Aussi, nul doute que tant qu’Abdoulaye Wade sera au pouvoir, les Sénégalais n’auront pas le temps de s’ennuyer. Quant aux médias, ils auront toujours matière à écrire, le président n’ayant pas son pareil pour alimenter la chaudière à réflexion.
R-J Lique
Abdoulaye Wade en bref
Six candidatures à la magistrature suprême.
La première en 1978 contre l'ancien président Léopold Sédar Senghor !
Elu président en 2000, réélu en 2007.
Né le 29 mai 1926 dans le petit village de Kébémer, entre Dakar, la capitale et Saint-Louis (nord). Il accomplit une partie de ses études dans cette région, avant de rejoindre Dakar.
Après un passage à l'école William Ponty, il deviendra instituteur, mais pour un an seulement. Il passe le bac, comme candidat libre, avant de se rendre à Paris pour poursuivre ses études en Mathématiques. Après quelques années à Paris, il se découvre une passion pour Besançon, ville de la province française où il rencontre Viviane celle qui deviendra son épouse.
Parallèlement à ses études, Me Wade s'éprend de la politique. Il a été le secrétaire général des étudiants du Rassemblement démocratique africain (Rda), avant de militer au Mouvement africain de libération nationale créé par le Voltaïque de l'époque, le Pr Joseph Ki Zerbo.
De retour au Sénégal, Me Wade sera tour à tour doyen de la Faculté des Sciences juridiques de l'Université de Dakar puis expert international.
En 1974, sous Léopold Sédar Senghor, il fonde le Parti démocratique sénégalais (PDS) d'inspiration libérale, qu'il présente alors comme un "parti de contribution". Il expliquera plus tard que cette "judicieuse astuce" a permis d'ouvrir une brèche dans le bloc monolithique des partis uniques africains.
Il sera aussi patron de presse avec trois périodiques : Le démocrate, Takussan et Sopi.
Cet ancien avocat à la Cour d'Appel aura une longue carrière d'opposant qui lui vaudra de nombreux sobriquets. Le président Senghor le surnomma "Diombor" (lapin), et la presse sénégalaise le qualifia de "Général Wade" ou "Président de la Rue publique", pour traduire sa grande popularité auprès de la jeunesse.

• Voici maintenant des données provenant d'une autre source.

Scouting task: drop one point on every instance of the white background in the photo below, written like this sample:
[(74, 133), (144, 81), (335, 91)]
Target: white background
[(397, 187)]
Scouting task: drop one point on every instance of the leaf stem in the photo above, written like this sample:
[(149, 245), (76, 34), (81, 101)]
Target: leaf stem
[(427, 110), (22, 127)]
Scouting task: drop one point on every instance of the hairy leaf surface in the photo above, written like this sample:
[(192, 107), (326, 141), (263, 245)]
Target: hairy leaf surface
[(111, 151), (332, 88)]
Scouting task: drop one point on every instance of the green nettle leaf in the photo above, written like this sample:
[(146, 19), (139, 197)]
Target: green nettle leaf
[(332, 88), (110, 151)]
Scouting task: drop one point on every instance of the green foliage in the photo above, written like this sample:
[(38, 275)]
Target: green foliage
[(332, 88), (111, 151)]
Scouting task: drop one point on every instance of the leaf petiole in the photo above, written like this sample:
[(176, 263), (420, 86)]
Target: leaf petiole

Véritable "bête politique", il est devenu le "Pape du Sopi" (changement en langue Wollof), slogan qu'il lança dès son entrée dans l'arène.
Plusieurs fois arrêté par les régimes en place, il est entré à deux reprises, en 1991 et 1995, dans un gouvernement "élargi" formé par le Parti socialiste sénégalais qu'il a pourtant toujours combattu.
Panafricaniste convaincu, il a composé - texte et musique - un "Chant pour l'Afrique".